四十九しじゆうく村の南。天喜四年(一〇五六)の藤原実遠所領譲状案(東南院文書)大内おおうち郷に「依那具村 在条里坪付」とあり、実遠から甥の信良に譲られている。縄文前期の土器出土した依那具丘陵遺跡が標高一九三メートルの三角点西側にあり、ここから下友生しもとものに至る道は飛鳥時代の東海道で、壬申の乱にも利用されたと考えられている。
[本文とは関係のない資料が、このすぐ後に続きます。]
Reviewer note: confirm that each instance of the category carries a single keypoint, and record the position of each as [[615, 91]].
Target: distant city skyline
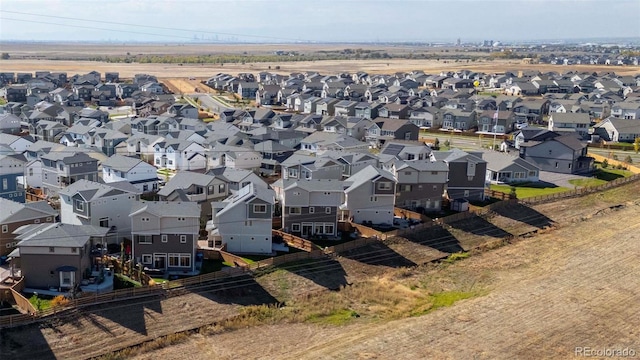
[[317, 21]]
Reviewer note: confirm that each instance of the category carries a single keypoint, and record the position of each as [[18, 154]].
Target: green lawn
[[527, 190]]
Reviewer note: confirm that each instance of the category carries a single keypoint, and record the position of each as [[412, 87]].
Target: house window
[[145, 239], [328, 229], [146, 259], [384, 185]]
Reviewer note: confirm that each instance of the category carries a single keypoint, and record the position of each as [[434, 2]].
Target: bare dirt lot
[[547, 295], [537, 298]]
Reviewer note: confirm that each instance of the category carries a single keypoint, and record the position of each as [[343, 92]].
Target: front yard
[[527, 190]]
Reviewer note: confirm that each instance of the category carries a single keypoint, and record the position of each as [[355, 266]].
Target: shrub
[[59, 301]]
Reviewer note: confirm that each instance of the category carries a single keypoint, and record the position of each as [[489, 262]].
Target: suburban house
[[14, 215], [105, 205], [562, 154], [500, 122], [11, 177], [57, 257], [382, 130], [195, 187], [165, 235], [242, 222], [579, 122], [310, 207], [60, 169], [467, 172], [132, 170], [421, 184], [179, 155], [369, 197], [505, 168], [301, 166], [617, 130]]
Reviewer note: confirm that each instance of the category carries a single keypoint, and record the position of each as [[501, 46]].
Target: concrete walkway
[[559, 179]]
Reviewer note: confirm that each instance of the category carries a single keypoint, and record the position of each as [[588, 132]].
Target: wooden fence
[[295, 241], [580, 192]]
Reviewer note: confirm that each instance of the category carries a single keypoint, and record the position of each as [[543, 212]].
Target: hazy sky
[[317, 20]]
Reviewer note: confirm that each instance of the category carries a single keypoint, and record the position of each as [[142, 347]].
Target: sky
[[317, 20]]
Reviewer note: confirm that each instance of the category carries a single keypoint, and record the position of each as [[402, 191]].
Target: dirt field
[[202, 72], [537, 298], [576, 287]]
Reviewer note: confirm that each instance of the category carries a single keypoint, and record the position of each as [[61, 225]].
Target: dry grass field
[[539, 297], [29, 57]]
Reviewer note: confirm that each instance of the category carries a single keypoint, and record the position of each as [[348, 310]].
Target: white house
[[369, 196], [105, 205], [242, 222], [179, 155], [133, 170]]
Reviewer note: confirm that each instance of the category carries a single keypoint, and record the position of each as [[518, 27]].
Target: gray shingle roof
[[57, 234], [167, 208]]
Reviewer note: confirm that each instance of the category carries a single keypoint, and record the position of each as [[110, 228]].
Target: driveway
[[559, 179]]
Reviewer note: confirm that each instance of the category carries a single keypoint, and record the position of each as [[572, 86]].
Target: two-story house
[[421, 184], [467, 172], [11, 177], [310, 207], [60, 169], [195, 187], [165, 235], [55, 256], [242, 222], [383, 129], [105, 205], [369, 197], [562, 154], [132, 170], [579, 122], [14, 215]]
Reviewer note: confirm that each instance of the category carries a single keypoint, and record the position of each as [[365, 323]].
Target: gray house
[[311, 207], [562, 154], [165, 235], [56, 256], [467, 172]]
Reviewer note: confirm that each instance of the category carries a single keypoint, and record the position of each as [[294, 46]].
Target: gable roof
[[57, 235], [167, 208]]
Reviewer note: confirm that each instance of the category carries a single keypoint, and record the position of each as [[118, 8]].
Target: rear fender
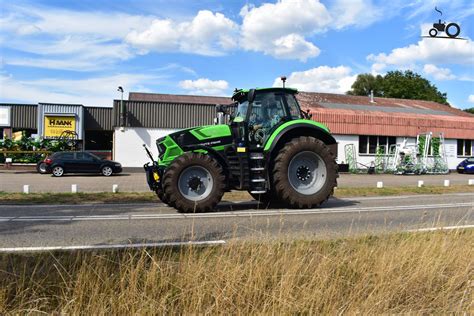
[[296, 128]]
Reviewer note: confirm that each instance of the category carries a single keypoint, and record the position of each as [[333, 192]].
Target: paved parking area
[[13, 181]]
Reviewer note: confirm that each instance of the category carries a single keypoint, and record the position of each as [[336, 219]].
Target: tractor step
[[258, 192], [256, 156]]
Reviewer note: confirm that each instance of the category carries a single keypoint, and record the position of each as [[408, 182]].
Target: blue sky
[[80, 51]]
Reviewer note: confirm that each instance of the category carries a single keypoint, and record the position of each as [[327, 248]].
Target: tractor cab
[[259, 112]]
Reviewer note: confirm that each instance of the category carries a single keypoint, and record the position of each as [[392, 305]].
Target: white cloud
[[27, 20], [359, 13], [89, 91], [206, 34], [321, 79], [438, 73], [205, 86], [429, 50], [65, 39], [279, 29]]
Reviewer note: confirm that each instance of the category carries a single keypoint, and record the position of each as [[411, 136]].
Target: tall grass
[[420, 273]]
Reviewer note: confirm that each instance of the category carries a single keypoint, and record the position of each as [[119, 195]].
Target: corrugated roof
[[176, 98], [165, 114]]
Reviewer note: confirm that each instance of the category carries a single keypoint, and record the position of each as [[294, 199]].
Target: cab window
[[293, 106]]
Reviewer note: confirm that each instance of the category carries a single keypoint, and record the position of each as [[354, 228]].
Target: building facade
[[363, 123]]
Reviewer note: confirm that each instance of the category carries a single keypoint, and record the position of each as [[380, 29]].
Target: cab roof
[[240, 93]]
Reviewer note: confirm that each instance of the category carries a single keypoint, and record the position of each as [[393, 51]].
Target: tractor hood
[[208, 135]]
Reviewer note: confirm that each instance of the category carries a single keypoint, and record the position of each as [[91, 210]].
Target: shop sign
[[54, 126]]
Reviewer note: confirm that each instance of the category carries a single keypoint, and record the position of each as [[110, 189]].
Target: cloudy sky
[[80, 51]]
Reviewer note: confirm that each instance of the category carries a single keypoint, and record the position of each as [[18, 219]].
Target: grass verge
[[400, 273], [145, 197]]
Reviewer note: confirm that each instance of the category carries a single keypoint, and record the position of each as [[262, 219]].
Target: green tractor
[[268, 147]]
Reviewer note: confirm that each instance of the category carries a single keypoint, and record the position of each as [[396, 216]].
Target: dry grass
[[146, 197], [401, 273]]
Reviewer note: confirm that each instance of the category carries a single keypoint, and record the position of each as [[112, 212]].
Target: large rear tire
[[194, 183], [304, 173]]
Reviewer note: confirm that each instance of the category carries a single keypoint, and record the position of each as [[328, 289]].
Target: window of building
[[465, 147], [368, 144]]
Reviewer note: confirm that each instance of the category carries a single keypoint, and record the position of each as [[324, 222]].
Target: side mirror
[[251, 95]]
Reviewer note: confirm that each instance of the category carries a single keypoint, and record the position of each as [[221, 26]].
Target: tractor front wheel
[[194, 183], [304, 173]]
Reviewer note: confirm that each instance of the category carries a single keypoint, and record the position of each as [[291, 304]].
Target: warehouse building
[[364, 123], [91, 127]]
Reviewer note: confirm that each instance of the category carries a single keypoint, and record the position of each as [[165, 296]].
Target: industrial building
[[362, 122]]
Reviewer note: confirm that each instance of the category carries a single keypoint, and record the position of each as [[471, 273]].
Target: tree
[[398, 84]]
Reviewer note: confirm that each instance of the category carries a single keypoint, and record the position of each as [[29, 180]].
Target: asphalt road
[[75, 225], [13, 181]]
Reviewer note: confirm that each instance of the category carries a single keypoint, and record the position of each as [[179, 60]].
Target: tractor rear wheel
[[194, 182], [304, 173]]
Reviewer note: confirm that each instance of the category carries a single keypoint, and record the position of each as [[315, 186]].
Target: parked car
[[466, 166], [80, 162]]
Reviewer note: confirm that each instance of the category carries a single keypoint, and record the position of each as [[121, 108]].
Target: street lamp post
[[122, 107]]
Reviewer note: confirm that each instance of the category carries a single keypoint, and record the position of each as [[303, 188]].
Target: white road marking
[[116, 246], [157, 203], [249, 213], [431, 229]]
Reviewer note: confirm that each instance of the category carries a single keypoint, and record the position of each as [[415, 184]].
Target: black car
[[80, 162]]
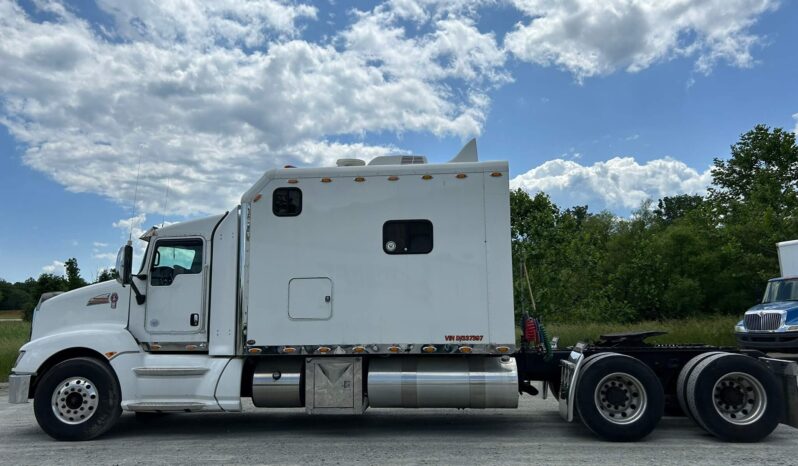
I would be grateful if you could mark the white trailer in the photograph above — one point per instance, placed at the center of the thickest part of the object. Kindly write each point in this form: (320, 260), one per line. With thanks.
(342, 288)
(788, 258)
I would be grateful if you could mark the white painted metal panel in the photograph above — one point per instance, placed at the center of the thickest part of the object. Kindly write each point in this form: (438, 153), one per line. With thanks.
(310, 298)
(380, 298)
(224, 287)
(788, 258)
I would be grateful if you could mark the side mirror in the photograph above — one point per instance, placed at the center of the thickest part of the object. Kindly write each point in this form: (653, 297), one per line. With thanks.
(124, 264)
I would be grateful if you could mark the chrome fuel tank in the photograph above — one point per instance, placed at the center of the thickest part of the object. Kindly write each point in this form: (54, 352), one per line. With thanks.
(279, 383)
(443, 382)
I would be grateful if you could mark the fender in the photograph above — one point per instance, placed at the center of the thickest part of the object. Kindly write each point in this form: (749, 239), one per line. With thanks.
(109, 340)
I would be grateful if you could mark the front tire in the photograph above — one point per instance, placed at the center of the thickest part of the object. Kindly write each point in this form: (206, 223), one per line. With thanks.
(619, 398)
(78, 399)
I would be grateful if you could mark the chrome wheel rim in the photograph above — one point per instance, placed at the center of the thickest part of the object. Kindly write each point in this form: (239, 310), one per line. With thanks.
(739, 398)
(75, 400)
(620, 398)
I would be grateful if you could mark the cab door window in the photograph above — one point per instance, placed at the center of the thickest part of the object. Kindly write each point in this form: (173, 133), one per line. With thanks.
(173, 258)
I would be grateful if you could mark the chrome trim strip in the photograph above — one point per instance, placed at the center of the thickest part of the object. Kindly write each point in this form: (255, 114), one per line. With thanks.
(382, 349)
(18, 388)
(165, 406)
(169, 371)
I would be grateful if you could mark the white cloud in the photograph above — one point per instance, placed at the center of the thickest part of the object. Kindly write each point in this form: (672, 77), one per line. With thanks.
(209, 95)
(618, 183)
(590, 38)
(56, 268)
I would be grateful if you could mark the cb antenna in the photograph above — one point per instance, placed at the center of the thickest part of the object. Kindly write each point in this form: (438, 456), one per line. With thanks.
(135, 197)
(165, 202)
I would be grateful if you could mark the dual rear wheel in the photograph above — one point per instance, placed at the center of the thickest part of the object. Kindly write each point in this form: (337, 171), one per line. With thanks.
(732, 396)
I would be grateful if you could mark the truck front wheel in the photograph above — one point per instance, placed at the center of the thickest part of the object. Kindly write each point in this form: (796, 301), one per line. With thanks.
(619, 398)
(78, 399)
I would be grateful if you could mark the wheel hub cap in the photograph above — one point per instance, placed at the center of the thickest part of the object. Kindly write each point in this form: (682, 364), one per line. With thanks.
(75, 400)
(620, 398)
(739, 398)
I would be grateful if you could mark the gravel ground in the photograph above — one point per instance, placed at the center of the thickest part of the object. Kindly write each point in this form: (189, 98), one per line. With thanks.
(533, 434)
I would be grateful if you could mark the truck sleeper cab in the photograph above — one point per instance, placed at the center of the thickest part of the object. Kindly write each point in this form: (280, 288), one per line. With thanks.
(339, 289)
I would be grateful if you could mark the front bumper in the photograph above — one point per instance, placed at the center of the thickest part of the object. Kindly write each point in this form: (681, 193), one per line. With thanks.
(768, 340)
(18, 388)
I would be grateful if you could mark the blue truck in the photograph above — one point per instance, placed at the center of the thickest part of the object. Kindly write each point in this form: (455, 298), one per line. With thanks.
(772, 325)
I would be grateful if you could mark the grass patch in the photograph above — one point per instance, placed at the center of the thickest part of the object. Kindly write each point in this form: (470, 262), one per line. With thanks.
(10, 315)
(710, 330)
(12, 336)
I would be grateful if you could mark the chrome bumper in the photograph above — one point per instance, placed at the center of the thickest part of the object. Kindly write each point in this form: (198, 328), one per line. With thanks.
(18, 387)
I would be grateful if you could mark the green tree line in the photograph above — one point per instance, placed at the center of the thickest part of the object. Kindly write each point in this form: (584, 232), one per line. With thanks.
(25, 295)
(684, 256)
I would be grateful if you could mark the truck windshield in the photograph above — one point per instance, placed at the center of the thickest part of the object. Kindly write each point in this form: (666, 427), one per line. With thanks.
(781, 290)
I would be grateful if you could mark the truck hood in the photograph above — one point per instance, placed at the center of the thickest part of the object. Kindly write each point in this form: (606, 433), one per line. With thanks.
(775, 306)
(102, 303)
(788, 308)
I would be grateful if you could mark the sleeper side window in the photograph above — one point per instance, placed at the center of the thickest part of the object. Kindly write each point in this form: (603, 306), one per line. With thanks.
(407, 237)
(287, 202)
(175, 257)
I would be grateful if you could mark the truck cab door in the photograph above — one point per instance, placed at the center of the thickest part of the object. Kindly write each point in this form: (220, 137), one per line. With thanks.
(175, 314)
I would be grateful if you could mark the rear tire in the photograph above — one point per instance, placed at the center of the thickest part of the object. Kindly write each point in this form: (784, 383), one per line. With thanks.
(681, 382)
(78, 399)
(619, 398)
(735, 398)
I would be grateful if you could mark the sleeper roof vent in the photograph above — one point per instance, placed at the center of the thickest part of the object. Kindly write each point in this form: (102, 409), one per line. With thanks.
(350, 163)
(398, 160)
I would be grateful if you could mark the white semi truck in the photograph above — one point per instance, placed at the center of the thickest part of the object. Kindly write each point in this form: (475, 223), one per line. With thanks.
(772, 325)
(387, 285)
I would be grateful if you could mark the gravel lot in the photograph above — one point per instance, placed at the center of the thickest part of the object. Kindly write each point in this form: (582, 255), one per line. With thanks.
(533, 434)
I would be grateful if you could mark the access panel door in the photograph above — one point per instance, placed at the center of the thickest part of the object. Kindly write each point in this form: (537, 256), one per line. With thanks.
(176, 292)
(310, 298)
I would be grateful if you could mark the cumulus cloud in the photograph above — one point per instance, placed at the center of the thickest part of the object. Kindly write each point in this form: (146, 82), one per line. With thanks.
(204, 97)
(620, 183)
(590, 38)
(55, 268)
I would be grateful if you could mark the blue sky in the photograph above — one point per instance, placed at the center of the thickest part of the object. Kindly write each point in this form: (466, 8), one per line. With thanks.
(598, 103)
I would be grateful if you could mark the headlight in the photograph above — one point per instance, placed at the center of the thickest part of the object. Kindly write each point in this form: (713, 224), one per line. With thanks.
(19, 358)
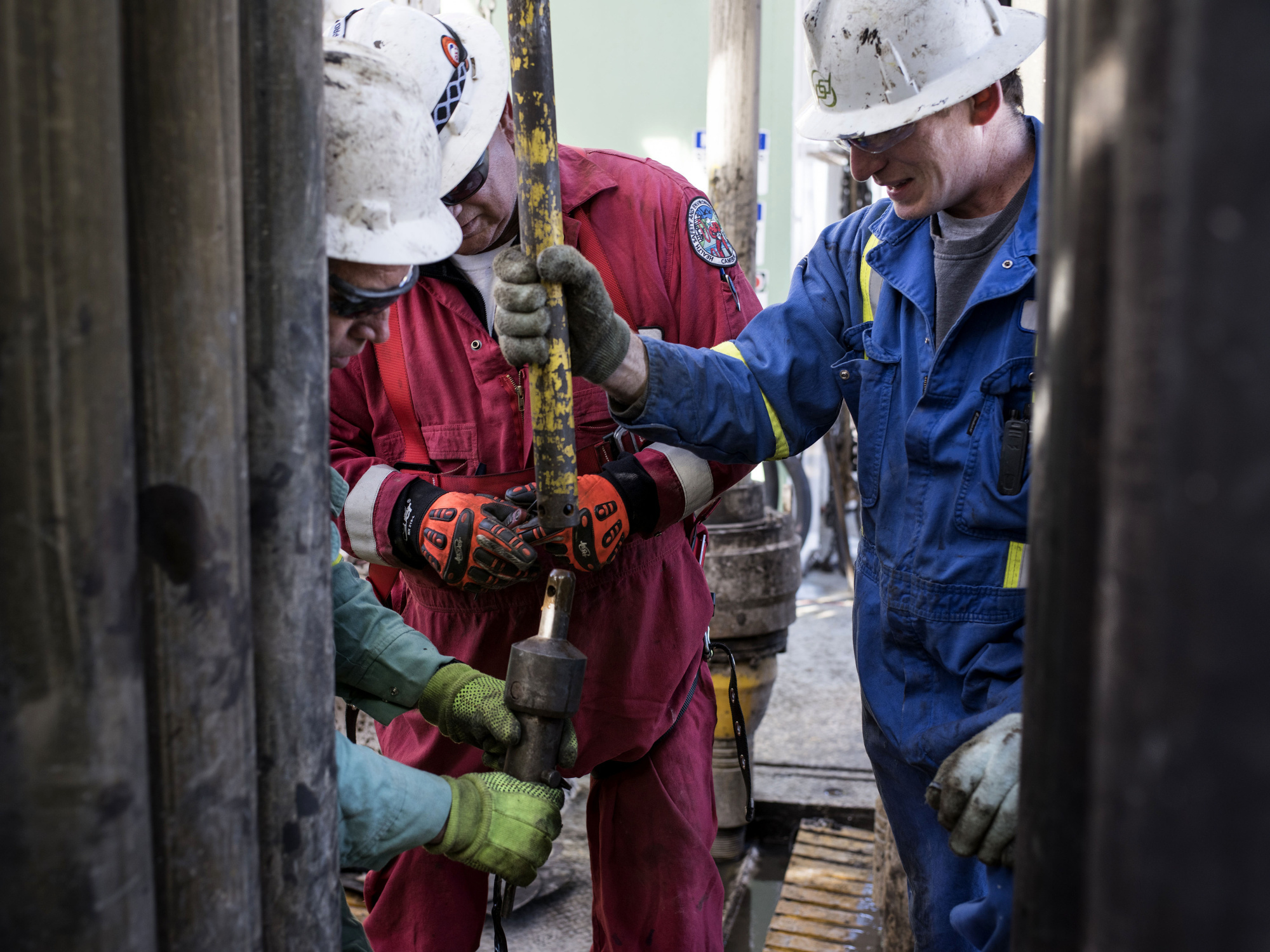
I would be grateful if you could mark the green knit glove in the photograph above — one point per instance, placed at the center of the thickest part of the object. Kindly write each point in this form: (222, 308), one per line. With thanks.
(501, 826)
(468, 708)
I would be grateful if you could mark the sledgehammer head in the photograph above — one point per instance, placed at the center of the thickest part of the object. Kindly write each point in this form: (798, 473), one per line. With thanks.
(544, 686)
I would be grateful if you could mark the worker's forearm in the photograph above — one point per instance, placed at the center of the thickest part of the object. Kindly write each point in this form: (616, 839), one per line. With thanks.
(627, 385)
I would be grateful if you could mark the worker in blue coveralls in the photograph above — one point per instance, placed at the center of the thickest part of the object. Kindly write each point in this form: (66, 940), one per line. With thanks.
(384, 219)
(919, 313)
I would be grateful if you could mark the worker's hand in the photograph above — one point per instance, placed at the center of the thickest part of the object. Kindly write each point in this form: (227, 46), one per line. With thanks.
(467, 539)
(976, 793)
(603, 525)
(501, 826)
(599, 338)
(469, 709)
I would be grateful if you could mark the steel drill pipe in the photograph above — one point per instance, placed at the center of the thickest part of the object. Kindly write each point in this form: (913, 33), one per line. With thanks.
(284, 215)
(76, 802)
(1066, 517)
(181, 77)
(556, 459)
(732, 124)
(1180, 752)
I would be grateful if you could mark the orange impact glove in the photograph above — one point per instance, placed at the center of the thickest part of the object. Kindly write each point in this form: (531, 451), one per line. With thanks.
(603, 524)
(468, 539)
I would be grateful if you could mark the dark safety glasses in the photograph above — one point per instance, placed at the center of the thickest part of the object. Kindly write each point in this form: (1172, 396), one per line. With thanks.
(351, 301)
(879, 142)
(472, 183)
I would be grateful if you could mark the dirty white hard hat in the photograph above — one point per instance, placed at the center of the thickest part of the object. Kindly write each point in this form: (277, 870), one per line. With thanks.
(881, 64)
(383, 164)
(464, 83)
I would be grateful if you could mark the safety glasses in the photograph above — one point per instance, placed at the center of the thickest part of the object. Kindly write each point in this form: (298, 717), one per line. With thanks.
(879, 142)
(351, 301)
(472, 183)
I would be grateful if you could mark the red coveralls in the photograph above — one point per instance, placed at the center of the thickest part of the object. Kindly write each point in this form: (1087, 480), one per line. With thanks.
(641, 620)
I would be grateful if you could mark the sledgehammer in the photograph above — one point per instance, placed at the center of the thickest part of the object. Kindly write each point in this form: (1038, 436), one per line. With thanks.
(544, 687)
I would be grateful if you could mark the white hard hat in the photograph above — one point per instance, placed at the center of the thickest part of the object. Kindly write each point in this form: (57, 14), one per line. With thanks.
(383, 164)
(464, 83)
(882, 64)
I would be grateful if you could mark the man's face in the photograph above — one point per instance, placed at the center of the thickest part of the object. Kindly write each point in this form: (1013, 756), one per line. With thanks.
(486, 216)
(940, 164)
(349, 336)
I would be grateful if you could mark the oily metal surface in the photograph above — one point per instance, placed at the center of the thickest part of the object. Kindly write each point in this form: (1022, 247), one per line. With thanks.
(76, 798)
(289, 470)
(556, 460)
(182, 110)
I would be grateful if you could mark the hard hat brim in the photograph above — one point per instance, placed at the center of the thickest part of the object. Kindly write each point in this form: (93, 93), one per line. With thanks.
(431, 238)
(1026, 32)
(485, 96)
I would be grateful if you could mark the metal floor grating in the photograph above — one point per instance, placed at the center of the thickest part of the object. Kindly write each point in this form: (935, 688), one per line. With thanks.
(827, 899)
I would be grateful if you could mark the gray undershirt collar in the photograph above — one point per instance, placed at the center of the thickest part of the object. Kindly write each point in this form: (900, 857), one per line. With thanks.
(963, 251)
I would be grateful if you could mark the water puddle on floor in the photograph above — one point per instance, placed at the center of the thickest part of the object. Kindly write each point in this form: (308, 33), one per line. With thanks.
(751, 932)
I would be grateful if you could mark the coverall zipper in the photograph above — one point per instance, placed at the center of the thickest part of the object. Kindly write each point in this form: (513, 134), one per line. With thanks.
(516, 388)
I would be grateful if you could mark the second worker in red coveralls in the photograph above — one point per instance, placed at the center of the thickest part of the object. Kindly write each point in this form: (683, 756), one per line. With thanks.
(435, 414)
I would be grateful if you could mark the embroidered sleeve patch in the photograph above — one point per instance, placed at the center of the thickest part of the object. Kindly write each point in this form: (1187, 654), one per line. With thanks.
(705, 235)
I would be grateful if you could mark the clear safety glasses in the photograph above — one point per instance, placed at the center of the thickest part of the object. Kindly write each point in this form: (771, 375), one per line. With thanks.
(351, 301)
(879, 142)
(472, 183)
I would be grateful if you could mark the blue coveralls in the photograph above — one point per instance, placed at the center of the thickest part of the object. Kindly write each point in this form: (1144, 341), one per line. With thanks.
(939, 611)
(382, 666)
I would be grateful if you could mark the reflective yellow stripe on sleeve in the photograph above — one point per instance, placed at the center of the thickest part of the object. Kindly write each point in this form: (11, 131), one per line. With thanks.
(871, 284)
(1017, 562)
(783, 447)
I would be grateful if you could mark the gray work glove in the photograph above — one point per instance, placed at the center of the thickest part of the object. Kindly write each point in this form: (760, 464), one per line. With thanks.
(599, 338)
(976, 793)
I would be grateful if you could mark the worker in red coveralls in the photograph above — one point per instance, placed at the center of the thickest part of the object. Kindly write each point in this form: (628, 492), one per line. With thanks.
(435, 416)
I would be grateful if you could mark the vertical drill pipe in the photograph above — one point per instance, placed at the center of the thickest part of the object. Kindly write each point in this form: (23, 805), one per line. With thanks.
(556, 460)
(1066, 515)
(184, 161)
(288, 432)
(1179, 700)
(732, 122)
(76, 798)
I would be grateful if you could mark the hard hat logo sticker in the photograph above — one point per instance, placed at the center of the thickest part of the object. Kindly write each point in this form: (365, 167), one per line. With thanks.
(705, 235)
(824, 86)
(450, 48)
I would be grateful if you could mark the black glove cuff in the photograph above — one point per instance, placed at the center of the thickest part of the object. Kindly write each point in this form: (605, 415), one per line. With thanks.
(412, 505)
(638, 492)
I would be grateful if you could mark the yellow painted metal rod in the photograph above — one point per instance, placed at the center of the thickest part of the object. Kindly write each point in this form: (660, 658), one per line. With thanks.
(556, 459)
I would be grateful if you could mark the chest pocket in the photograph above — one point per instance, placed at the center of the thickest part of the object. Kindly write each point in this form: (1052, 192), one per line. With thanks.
(994, 505)
(868, 378)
東の丘陵に数十基の古墳がある。住吉すみよし神社旧社殿下の五世紀前半とみられる古墳からは碧玉製の勾玉・管玉、滑石製の小勾玉・管玉・臼玉が多数出土した。六世紀半ばの二ッ峠ふたつとうげ須恵窯跡もある。鉄滓・窯壁片なども出土した尾根上の沢田さわだ遺跡は、「続日本紀」養老六年(七二二)三月一〇日条の「伊賀国金作部東人」、「延喜式」(木工寮)にある鍛冶戸の伊賀三烟にかかわると思われる。